Unit 12: World War II and the Cold War 3 weeks
Required Reading: Chapters 25 and 27 Zinn Chapter 16 Themes: 1. Emergence of America as a world power and its implications for the future 2. War Economy and its impact on society

3. Effects of WW II on civil liberties and rights 4. Containment and its impact on the foreign policy objectives for the US 5. Social Effects of the Cold War on American society Primary Sources: Roosevelt’s “Four Freedoms” Speech to Congress 1941 Truman, Inaugural Address, 1949 Truman Doctrine Eisenhower Doctrine Eisenhower, Farewell Address, 1961 John F. Kennedy, Inaugural Address, 1961 Key Topics: America mobilizes for war, Cause and Effects of WWII, Korematsu case and civil liberties, island hopping, containment, collective security, Marshall Plan, Truman and Eisenhower doctrines, Korean War, Vietnam War and Protest, McCarthyism and the Second Red Scare, Cuban Missile Crisis, Cultural Changes during the 1950’s, GI Bill and the Suburban Sprawl, Television and its impact on politics, baby boomers, Space Race, Sputnik Special Activities: Simulation: Berlin Airlift; Simulation: of the Gulf of Tonkin Resolution; Seminar: Should the government suspend civil liberties during times of war?
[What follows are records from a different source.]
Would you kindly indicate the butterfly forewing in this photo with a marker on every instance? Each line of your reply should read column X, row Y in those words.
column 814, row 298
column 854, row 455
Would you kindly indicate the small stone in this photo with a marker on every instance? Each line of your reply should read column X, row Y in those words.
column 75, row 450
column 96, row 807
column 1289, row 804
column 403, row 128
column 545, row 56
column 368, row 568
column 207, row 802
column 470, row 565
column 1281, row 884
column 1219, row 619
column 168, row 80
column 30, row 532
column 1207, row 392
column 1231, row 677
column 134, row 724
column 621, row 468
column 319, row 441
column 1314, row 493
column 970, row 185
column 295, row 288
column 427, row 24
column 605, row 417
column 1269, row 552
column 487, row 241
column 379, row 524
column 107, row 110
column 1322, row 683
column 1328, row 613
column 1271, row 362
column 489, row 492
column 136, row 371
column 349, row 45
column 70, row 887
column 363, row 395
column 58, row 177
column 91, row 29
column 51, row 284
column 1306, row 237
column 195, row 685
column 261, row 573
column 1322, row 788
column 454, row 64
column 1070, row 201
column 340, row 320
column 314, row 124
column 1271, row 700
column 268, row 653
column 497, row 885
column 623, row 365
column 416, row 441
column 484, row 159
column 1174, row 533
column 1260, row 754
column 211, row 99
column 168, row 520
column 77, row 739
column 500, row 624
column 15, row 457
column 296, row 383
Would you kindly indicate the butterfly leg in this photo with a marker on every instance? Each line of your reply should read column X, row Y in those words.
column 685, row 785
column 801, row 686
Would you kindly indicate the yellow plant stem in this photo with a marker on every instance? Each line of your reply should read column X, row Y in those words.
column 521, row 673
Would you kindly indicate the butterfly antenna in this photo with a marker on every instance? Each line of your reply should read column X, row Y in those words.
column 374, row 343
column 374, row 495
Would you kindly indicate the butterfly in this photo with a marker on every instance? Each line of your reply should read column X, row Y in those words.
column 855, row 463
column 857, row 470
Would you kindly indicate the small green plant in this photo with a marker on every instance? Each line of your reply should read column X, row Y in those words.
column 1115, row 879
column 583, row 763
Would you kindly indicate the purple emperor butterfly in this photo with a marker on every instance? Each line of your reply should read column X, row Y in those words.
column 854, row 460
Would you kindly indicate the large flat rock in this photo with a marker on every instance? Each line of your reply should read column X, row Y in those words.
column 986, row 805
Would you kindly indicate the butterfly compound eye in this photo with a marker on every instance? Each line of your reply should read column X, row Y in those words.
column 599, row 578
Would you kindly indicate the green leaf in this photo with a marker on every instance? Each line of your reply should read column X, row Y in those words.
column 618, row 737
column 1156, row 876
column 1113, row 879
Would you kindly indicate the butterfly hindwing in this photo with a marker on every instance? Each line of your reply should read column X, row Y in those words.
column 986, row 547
Essay: AP DBQ Essay Cold War 2006B; AP DBQ Essay Changes in Foreign Policy from 1920-1941

Unit 13: Turbulent Sixties and the Trend toward Conservatism 1960-1980 2 weeks
Required Reading: Chapters 26 and 28 -31 Zinn Chapter 17 Themes: 1. Expansion of government under Johnson 2. Counter-culture and its impact on Vietnam War objectives 3. The Civil Rights Movement and its implications for today Primary Sources: Martin Luther King Jr. “I Have a Dream Speech” Excerpts from Betty Friedan Excerpts from Brown v. Board of Education, 1954

Key Topics: Civil Rights Movement, Malcolm X, Responses to the Vietnam War, Counter-culture of the 1960’s, Great Society, Warren Court and its expansion of Civil Liberties, Women’s Movement, Nixon, Ford, Carter, Watergate, the oil embargo, Iran-Hostage Crisis, War Powers Act, Nixon and Détente, the collapse of the Soviet Union Special Activities: Seminar: Has Martin Luther King’s Dream been fulfilled in America? Essay: AP DBQ Essay Vietnam War 2008; Thematic Essay Comparison of Reform Movements during the 1960’s

Unit 14: Review for AP Exam 2 weeks
Special Activities: Students will review past exams and review key topics for the AP exam.

Unit 15: The Challenges Ahead (After AP Exam) 5 Weeks
Required Reading: Chapters 31-36 Zinn Chapters 21-24 Key Topics: Reagan Era, Bush, Clinton, Bush, Special Activities: Students will be required to complete a research paper and review for the US History NY State Regents Exam.